General Brian Peddle, the leader of the worldwide Salvation Army, has become the latest global leader to sign the World Health Organization (WHO) Vaccine Equity Declaration. Adding his name to the document on 2 March 2021, the General gives thanks to God for the vaccine which he describes as an ‘answer to prayer’. But he adds: ‘We know that not every country [yet] has access to the vaccine. Challenges of cost and logistics must still be overcome. And we continue, then, to pray for justice and the fair distribution of vaccines around the world.’
The Vaccine Equity Declaration was created after an announcement on 18 January by Dr Tedros Adhanom Ghebreyesus (WHO Director-General) that ‘the world is on the brink of a catastrophic moral failure – and the price of this failure will be paid with lives and livelihoods in the world’s poorest countries’. The Salvation Army is supporting the WHO call for all governments to work together in solidarity – and in each of their best interests – to ensure that, within the first 100 days of the year, vaccination of health workers and older people is underway in all countries.
Individuals are also encouraged to add their voices to the campaign. The WHO petition can be signed at https://www.who.int/campaigns/annual-theme/year-of-health-and-care-workers-2021/vaccine-equity-declaration
The declaration will be sent to countries and companies to ensure that, by World Health Day on 7 April, COVID-19 vaccines are being administered in every country, as a symbol of hope for overcoming both the pandemic and the inequalities that lie at the root of so many global health challenges.
The endorsement of the WHO Vaccine Equity Campaign coincides with the publication of Salvation Army public health messaging posters in more than a dozen languages and the release of a video message co-presented by the General and Commissioner Rosalie Peddle, World President of Women’s Ministries. The movement’s international leaders reflect on how COVID-19 can be overcome ‘together’, and exhort Salvationists and friends to receive the inoculation when they are offered the opportunity in their own country.
‘Together, we have uplifted one another,’ notes the General. ‘Together, we have prayed. Together, we have changed our behaviour to reduce the spread of the virus. We've washed our hands, kept space between us and worn face coverings.’
‘Now, there is a new measure we can take to protect each other, together,’ says Commissioner Rosalie. ‘We can get the vaccine.’
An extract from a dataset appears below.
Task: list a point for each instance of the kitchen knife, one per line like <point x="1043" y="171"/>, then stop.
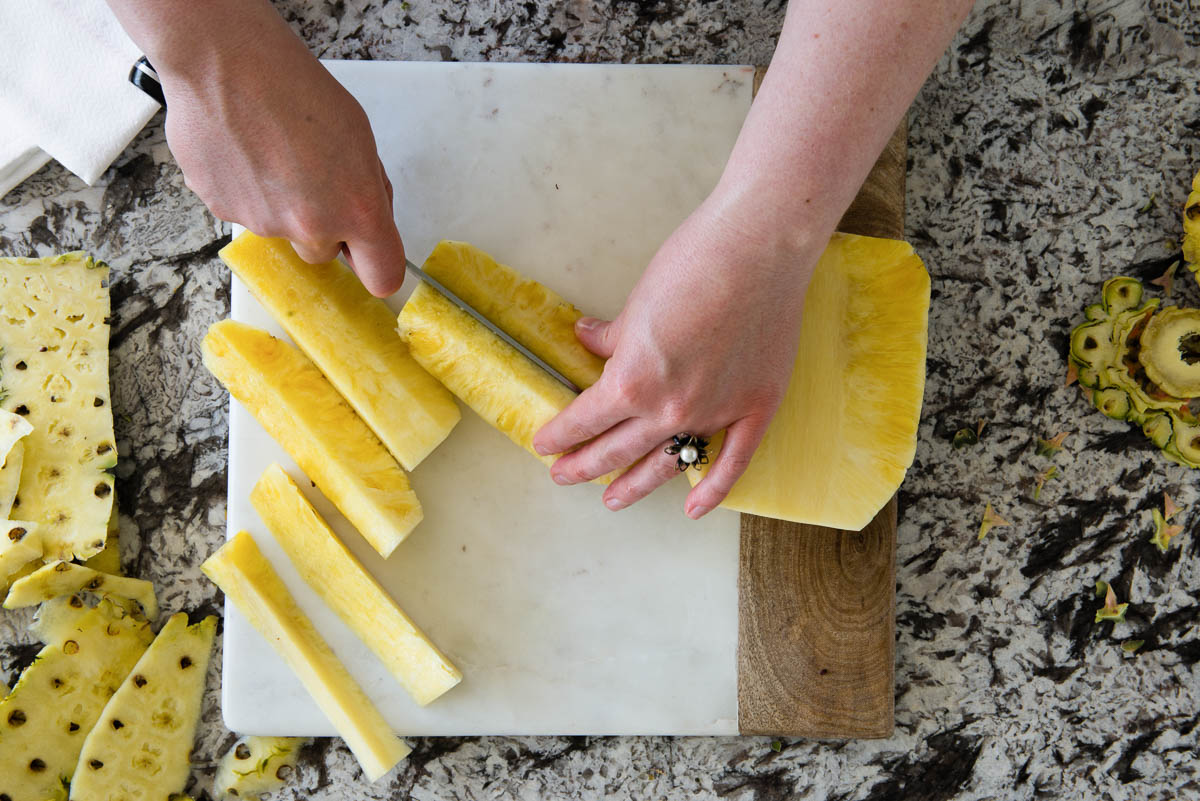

‘We are thankful to God for the way scientists and researchers have worked to develop these inoculations,’ she adds. ‘They are safe. They have been thoroughly tested. And they offer protection against the virus.’
The General concludes: ‘We urge you to get [the vaccination] when it becomes available in your country, as you're invited to do so. We believe that getting the vaccine is a way for all of us to show our love for each other, keep each other safe, and then, together, we can beat COVID-19.’